Similarity Computation

Similarity Computation #

This page contains the following content:

Similarity Valuator #

The similarity between two data objects can be calculated using a SimilarityValuator:

SimilarityValuator simVal = SimilarityModelFactory.newSimilarityValuator();
Similarity similarity = simVal.computeSimilarity(objectA, objectB);

A similarity cache can be passed to a similarity valuator to speed up time-consuming repetitive computations.

simVal.setSimilarityCache(simCache);

A similarity cache can be passed to a similarity valuator of a retriever in order to use a cache during the retrieval.

retriever.getValuator().setSimilarityCache(simCache);

The construction of similarity caches is described in the following sections.

Similarity Cache #

A Similarity Cache stores pairs of keys and values.
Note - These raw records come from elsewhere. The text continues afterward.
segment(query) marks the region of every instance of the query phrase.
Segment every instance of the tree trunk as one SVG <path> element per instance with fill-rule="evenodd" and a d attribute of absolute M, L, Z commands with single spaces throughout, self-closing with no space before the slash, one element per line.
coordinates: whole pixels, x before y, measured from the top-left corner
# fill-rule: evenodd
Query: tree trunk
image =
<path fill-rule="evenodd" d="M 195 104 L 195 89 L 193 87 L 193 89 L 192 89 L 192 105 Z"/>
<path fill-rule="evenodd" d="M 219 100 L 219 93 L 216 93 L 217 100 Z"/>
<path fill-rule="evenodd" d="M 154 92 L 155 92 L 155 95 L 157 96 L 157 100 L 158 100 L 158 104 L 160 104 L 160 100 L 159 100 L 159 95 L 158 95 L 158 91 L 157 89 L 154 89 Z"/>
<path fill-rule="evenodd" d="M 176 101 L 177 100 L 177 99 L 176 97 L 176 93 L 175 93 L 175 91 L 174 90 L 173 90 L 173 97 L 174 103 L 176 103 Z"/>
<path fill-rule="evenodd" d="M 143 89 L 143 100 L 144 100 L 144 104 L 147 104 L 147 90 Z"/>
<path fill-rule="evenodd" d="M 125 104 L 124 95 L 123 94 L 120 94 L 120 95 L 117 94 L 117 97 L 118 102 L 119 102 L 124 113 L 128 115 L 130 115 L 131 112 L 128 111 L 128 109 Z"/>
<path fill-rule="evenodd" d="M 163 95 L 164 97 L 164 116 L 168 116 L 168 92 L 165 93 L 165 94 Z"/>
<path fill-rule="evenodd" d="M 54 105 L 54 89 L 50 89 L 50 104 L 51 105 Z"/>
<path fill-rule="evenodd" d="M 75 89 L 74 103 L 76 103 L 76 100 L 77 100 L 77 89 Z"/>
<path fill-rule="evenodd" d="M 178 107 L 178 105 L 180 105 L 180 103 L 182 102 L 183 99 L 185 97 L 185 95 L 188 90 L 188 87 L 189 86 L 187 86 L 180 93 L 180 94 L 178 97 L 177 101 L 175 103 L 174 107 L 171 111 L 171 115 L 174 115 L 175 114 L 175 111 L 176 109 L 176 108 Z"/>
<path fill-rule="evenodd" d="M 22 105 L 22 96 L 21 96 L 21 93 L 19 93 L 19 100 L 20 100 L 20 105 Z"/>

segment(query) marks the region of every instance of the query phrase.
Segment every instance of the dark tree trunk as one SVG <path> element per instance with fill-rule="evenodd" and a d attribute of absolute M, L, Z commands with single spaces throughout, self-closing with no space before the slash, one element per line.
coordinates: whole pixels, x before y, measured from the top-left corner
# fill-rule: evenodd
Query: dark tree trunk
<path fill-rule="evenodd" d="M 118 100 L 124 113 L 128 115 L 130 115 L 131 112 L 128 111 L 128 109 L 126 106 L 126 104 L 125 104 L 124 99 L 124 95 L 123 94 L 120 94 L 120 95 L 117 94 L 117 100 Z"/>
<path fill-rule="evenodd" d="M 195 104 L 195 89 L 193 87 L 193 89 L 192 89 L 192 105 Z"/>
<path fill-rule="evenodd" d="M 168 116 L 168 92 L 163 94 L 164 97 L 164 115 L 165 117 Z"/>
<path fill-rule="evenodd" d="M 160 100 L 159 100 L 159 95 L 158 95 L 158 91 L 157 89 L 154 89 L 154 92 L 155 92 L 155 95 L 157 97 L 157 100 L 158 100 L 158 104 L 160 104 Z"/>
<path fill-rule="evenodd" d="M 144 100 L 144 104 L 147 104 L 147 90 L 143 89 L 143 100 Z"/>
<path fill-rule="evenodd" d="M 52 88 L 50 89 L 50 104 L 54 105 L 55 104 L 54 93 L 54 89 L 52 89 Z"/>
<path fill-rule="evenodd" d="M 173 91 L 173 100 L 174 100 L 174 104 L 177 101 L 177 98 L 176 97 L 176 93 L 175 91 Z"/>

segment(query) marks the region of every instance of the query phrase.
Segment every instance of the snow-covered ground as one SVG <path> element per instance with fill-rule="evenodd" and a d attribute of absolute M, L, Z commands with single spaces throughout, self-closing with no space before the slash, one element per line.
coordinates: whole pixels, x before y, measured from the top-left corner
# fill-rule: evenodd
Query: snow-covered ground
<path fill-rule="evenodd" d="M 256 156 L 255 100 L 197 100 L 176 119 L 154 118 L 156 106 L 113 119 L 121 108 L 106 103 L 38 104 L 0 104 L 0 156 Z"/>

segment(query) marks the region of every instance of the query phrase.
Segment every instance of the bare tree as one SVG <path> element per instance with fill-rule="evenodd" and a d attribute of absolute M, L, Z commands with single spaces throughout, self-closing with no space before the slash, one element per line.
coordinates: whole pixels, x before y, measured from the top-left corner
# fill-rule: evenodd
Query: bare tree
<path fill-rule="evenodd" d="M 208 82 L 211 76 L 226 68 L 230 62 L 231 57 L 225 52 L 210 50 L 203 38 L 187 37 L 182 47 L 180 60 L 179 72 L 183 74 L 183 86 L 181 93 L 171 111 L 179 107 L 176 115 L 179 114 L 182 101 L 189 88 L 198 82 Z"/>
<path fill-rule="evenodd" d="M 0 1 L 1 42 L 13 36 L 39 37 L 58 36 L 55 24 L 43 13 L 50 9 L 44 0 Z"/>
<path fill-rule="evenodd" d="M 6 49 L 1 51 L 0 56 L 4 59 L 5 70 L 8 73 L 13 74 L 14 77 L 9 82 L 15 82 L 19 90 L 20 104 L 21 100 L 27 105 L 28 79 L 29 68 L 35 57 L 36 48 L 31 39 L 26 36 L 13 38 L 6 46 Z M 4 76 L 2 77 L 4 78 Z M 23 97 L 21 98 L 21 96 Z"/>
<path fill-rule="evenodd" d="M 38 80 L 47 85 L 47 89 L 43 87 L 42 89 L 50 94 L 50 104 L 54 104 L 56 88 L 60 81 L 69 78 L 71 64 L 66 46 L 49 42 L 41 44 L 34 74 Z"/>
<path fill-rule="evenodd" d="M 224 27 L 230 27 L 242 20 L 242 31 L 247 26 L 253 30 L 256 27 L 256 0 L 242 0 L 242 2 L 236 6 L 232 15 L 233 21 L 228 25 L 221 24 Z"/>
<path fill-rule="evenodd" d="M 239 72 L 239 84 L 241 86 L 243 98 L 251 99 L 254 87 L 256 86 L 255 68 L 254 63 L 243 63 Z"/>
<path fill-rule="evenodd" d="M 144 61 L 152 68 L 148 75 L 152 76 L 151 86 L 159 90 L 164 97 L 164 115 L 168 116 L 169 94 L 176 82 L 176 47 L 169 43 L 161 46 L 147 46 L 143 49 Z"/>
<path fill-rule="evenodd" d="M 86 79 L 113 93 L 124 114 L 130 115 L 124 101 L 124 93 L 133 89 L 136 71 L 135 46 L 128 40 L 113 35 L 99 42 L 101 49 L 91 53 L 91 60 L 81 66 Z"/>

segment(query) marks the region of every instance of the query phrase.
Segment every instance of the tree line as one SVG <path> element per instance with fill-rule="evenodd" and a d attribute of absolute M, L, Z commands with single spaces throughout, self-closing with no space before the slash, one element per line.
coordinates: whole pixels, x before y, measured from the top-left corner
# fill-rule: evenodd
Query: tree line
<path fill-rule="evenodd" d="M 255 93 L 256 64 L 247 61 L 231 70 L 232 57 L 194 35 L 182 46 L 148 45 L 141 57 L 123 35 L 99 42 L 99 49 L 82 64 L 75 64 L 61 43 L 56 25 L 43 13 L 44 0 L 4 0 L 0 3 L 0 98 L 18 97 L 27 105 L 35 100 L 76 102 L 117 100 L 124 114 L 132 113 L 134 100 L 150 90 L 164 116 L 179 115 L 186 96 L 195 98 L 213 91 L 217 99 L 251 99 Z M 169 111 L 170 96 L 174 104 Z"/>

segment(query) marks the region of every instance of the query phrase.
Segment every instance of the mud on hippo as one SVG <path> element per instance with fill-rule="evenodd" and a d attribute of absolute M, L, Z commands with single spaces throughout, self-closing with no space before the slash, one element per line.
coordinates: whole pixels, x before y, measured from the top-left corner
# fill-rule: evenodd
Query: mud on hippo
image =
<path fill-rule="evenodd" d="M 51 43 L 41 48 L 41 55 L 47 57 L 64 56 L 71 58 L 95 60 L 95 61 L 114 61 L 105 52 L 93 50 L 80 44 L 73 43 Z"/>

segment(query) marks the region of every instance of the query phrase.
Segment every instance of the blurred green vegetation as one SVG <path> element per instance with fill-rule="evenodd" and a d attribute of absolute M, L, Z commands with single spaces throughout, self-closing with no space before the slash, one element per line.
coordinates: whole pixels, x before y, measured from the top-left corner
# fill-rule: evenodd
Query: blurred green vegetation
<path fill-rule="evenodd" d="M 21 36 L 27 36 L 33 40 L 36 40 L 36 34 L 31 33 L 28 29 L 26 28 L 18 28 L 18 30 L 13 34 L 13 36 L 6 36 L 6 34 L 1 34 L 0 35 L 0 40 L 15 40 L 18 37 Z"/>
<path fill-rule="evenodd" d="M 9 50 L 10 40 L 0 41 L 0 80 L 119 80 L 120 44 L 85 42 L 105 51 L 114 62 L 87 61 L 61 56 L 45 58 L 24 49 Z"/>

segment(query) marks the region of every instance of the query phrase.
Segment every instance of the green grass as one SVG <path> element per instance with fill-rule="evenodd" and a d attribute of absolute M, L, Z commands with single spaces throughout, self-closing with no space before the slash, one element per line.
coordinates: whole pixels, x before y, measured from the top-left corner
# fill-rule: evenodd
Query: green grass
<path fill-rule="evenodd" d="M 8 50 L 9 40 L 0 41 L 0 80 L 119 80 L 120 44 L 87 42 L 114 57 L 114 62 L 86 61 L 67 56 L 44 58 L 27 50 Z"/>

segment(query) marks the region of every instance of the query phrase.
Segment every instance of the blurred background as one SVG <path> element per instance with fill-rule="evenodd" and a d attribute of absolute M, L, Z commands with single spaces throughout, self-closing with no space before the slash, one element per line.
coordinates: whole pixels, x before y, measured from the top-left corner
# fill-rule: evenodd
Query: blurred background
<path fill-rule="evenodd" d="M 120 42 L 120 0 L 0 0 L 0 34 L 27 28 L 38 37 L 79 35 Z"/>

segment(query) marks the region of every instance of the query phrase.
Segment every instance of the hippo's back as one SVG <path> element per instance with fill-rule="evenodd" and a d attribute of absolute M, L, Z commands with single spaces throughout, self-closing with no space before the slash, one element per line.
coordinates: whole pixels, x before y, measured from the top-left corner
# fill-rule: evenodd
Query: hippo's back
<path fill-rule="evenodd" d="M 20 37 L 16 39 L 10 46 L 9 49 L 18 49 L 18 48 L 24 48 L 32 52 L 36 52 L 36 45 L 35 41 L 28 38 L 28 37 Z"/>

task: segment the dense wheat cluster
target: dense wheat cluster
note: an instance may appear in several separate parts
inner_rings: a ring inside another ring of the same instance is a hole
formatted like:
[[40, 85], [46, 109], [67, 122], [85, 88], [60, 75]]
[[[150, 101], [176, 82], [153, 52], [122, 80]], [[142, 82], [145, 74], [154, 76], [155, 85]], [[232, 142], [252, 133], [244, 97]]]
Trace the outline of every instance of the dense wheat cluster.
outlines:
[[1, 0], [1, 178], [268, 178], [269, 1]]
A key is a pair of data object ID’s and its value represents the objects’ similarity.

CaffeineSimilarityCache simCache = CaffeineSimilarityCache.builder().build();

Optionally, you can provide the cache with one or multiple eviction strategies.

Size based eviction

When a new entry would exceed the maximum size or weight the cache will make space by evicting entries that have not been used recently or very often.
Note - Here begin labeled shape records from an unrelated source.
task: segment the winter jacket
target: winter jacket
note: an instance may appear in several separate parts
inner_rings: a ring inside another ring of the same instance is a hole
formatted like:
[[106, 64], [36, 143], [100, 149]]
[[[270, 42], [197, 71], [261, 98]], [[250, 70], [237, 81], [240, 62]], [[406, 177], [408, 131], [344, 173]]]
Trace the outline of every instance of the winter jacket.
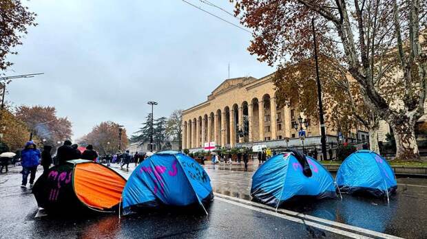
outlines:
[[94, 150], [85, 150], [81, 155], [81, 158], [83, 159], [94, 161], [98, 157], [96, 151]]
[[[34, 148], [28, 148], [30, 145], [34, 145]], [[35, 148], [36, 144], [32, 141], [25, 144], [25, 148], [21, 152], [21, 160], [23, 167], [34, 167], [40, 163], [40, 150]]]
[[45, 146], [43, 147], [43, 152], [41, 152], [41, 162], [40, 164], [43, 166], [50, 166], [52, 164], [50, 150], [52, 150], [52, 146]]
[[63, 145], [58, 148], [56, 157], [58, 157], [59, 164], [62, 165], [65, 163], [65, 161], [73, 159], [74, 156], [74, 150], [71, 148], [71, 146]]
[[131, 156], [129, 154], [129, 152], [126, 152], [124, 154], [122, 155], [122, 157], [123, 158], [123, 163], [130, 163], [131, 162]]

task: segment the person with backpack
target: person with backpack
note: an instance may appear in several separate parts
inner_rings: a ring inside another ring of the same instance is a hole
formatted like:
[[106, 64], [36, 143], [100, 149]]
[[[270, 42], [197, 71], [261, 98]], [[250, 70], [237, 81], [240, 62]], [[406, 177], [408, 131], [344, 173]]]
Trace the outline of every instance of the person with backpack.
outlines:
[[52, 146], [45, 145], [43, 147], [43, 152], [41, 152], [41, 161], [40, 164], [43, 166], [43, 173], [46, 173], [52, 163], [52, 155], [50, 155], [50, 150], [52, 150]]
[[40, 163], [40, 150], [36, 148], [36, 144], [30, 140], [25, 144], [24, 149], [21, 152], [21, 159], [22, 164], [22, 184], [21, 188], [27, 188], [27, 180], [30, 176], [30, 187], [32, 188], [34, 179], [36, 179], [36, 171], [37, 166]]
[[131, 160], [131, 156], [130, 154], [129, 153], [129, 150], [126, 150], [126, 152], [122, 155], [123, 157], [123, 162], [122, 164], [120, 166], [121, 168], [123, 168], [123, 166], [125, 166], [125, 164], [126, 164], [126, 168], [129, 168], [129, 163], [130, 163], [130, 160]]
[[94, 146], [92, 144], [89, 144], [86, 146], [86, 150], [81, 154], [82, 159], [87, 159], [90, 161], [95, 161], [98, 157], [98, 153], [94, 150]]
[[244, 163], [244, 170], [247, 171], [248, 170], [248, 162], [249, 162], [248, 154], [247, 152], [244, 152], [243, 153], [243, 163]]
[[73, 159], [74, 155], [74, 150], [71, 148], [71, 141], [65, 140], [64, 144], [56, 151], [56, 157], [58, 159], [58, 165], [65, 164], [68, 160], [76, 159]]

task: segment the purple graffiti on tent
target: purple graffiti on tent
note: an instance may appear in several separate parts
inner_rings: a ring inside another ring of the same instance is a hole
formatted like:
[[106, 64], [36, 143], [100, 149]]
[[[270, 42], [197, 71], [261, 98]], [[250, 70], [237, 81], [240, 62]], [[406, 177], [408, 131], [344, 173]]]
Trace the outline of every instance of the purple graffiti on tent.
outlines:
[[174, 171], [169, 170], [168, 173], [170, 176], [174, 177], [178, 173], [178, 169], [176, 168], [176, 162], [177, 161], [174, 161], [172, 163], [172, 169]]
[[307, 159], [307, 162], [309, 162], [309, 164], [311, 166], [311, 168], [313, 168], [313, 172], [319, 172], [319, 168], [317, 168], [317, 166], [314, 163], [313, 161], [311, 161], [311, 159]]
[[[67, 185], [71, 182], [72, 172], [63, 172], [59, 174], [57, 171], [52, 170], [49, 173], [48, 179], [52, 179], [54, 181], [56, 181], [56, 187], [50, 190], [49, 194], [50, 201], [56, 201], [59, 195], [59, 191], [62, 185]], [[61, 185], [61, 182], [63, 182]]]
[[298, 170], [298, 168], [300, 168], [301, 170], [302, 170], [302, 167], [301, 166], [301, 164], [300, 164], [300, 163], [293, 163], [292, 167], [293, 168], [293, 170], [295, 171], [297, 171]]
[[[154, 169], [153, 169], [154, 168]], [[176, 161], [174, 161], [171, 165], [172, 170], [168, 171], [168, 174], [171, 177], [176, 176], [178, 173], [178, 169], [176, 168]], [[139, 170], [140, 173], [146, 172], [148, 174], [150, 173], [153, 173], [154, 174], [154, 187], [153, 189], [154, 194], [157, 194], [158, 191], [164, 196], [165, 195], [165, 184], [163, 183], [163, 180], [160, 174], [163, 174], [166, 172], [167, 168], [164, 166], [154, 166], [154, 167], [141, 167]]]
[[382, 163], [382, 159], [378, 155], [375, 155], [375, 161], [379, 163]]

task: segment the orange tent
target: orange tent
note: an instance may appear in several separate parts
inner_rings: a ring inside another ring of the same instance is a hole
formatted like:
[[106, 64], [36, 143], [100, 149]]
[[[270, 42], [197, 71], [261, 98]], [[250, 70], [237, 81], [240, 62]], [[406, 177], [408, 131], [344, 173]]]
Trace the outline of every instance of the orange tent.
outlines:
[[115, 171], [89, 160], [76, 159], [51, 168], [41, 176], [33, 194], [41, 207], [49, 209], [89, 207], [114, 212], [126, 180]]

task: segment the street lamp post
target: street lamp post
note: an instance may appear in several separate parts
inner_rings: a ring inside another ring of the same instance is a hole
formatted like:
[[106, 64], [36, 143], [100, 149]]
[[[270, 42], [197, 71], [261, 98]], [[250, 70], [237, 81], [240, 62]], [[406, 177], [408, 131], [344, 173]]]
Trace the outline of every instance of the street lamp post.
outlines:
[[320, 142], [322, 144], [322, 155], [323, 159], [326, 158], [326, 132], [324, 127], [324, 118], [323, 115], [323, 103], [322, 102], [322, 85], [319, 78], [319, 63], [317, 60], [317, 44], [316, 42], [316, 34], [314, 28], [314, 18], [311, 19], [313, 29], [313, 41], [314, 43], [314, 60], [316, 65], [316, 83], [317, 84], [317, 100], [319, 102], [319, 121], [320, 123]]
[[149, 144], [151, 146], [151, 152], [153, 152], [153, 119], [154, 118], [154, 116], [153, 115], [153, 109], [154, 108], [155, 105], [157, 105], [157, 102], [154, 102], [154, 101], [149, 101], [148, 102], [147, 102], [147, 104], [149, 104], [152, 106], [152, 127], [151, 127], [151, 136], [150, 136], [150, 139], [149, 139]]
[[[298, 123], [300, 123], [300, 130], [298, 130]], [[301, 115], [300, 115], [300, 117], [298, 118], [298, 123], [293, 122], [293, 128], [295, 128], [297, 131], [300, 131], [301, 132], [301, 135], [300, 136], [300, 138], [301, 139], [301, 140], [302, 141], [302, 152], [305, 154], [305, 148], [304, 146], [304, 139], [305, 137], [305, 134], [302, 133], [302, 130], [304, 130], [304, 128], [302, 127], [302, 124], [304, 124], [304, 126], [305, 126], [306, 129], [309, 128], [309, 122], [307, 121], [306, 119], [304, 119], [303, 120], [302, 117], [301, 117]]]
[[123, 125], [118, 125], [118, 151], [122, 150], [122, 130], [123, 130], [122, 127], [124, 127]]

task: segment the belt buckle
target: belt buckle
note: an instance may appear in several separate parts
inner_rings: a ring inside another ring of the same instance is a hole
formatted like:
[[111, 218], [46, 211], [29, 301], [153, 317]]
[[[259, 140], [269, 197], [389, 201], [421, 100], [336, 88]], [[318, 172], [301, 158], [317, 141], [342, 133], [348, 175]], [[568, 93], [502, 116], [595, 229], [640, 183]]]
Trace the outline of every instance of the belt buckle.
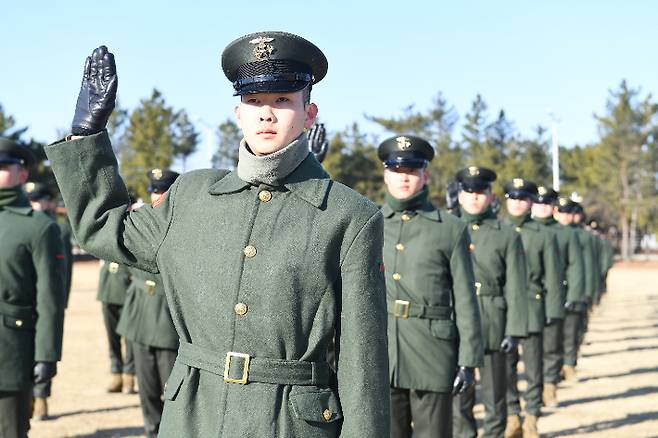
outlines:
[[[239, 379], [234, 379], [229, 377], [229, 371], [231, 369], [231, 359], [234, 357], [239, 357], [244, 359], [244, 365], [242, 366], [242, 377]], [[235, 353], [229, 351], [226, 353], [226, 362], [224, 363], [224, 382], [226, 383], [237, 383], [239, 385], [247, 384], [247, 377], [249, 376], [249, 364], [251, 362], [251, 356], [245, 353]]]
[[393, 316], [400, 319], [409, 318], [409, 301], [395, 300], [395, 307], [393, 308]]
CaffeineSimilarityCache sizeSimCache = CaffeineSimilarityCache.builder()
    .withMaximumSize(10_000)
    .build();

If entries have different “weights”, you may set a maximum weight instead of size. This requires you to implement your own weigher. A weigher is an object of a class which implements the functional interface Weigher<Pair<String, String>, Similarity>.

Override the weigh method in your class.

class MyWeigher implements Weigher<Pair<String, String>, Similarity> {
    @Override
    @NonNegative int weigh(Pair<String, String> pair, Similarity similarity) {
        return pair.getLeft().length() + pair.getRight().length();
    };
}
CaffeineSimilarityCache weightSimCache = CaffeineSimilarityCache.builder()
    .withMaximumWeight(10_000)
    .withWeigher(new MyWeigher())
    .build();

Alternatively, you can use a lambda expression.

CaffeineSimilarityCache weightSimCache = CaffeineSimilarityCache.builder()
    .withMaximumWeight(10_000)
    .withWeigher((Pair<String, String> pair, Similarity similarity) -> pair.getLeft().length() + pair.getRight().length())
    .build();

Time based eviction

Another way to evict entries is to have them expire after a certain period of time. This time can be measured from the moment of writing an entry to the cache and/or the last time it was accessed.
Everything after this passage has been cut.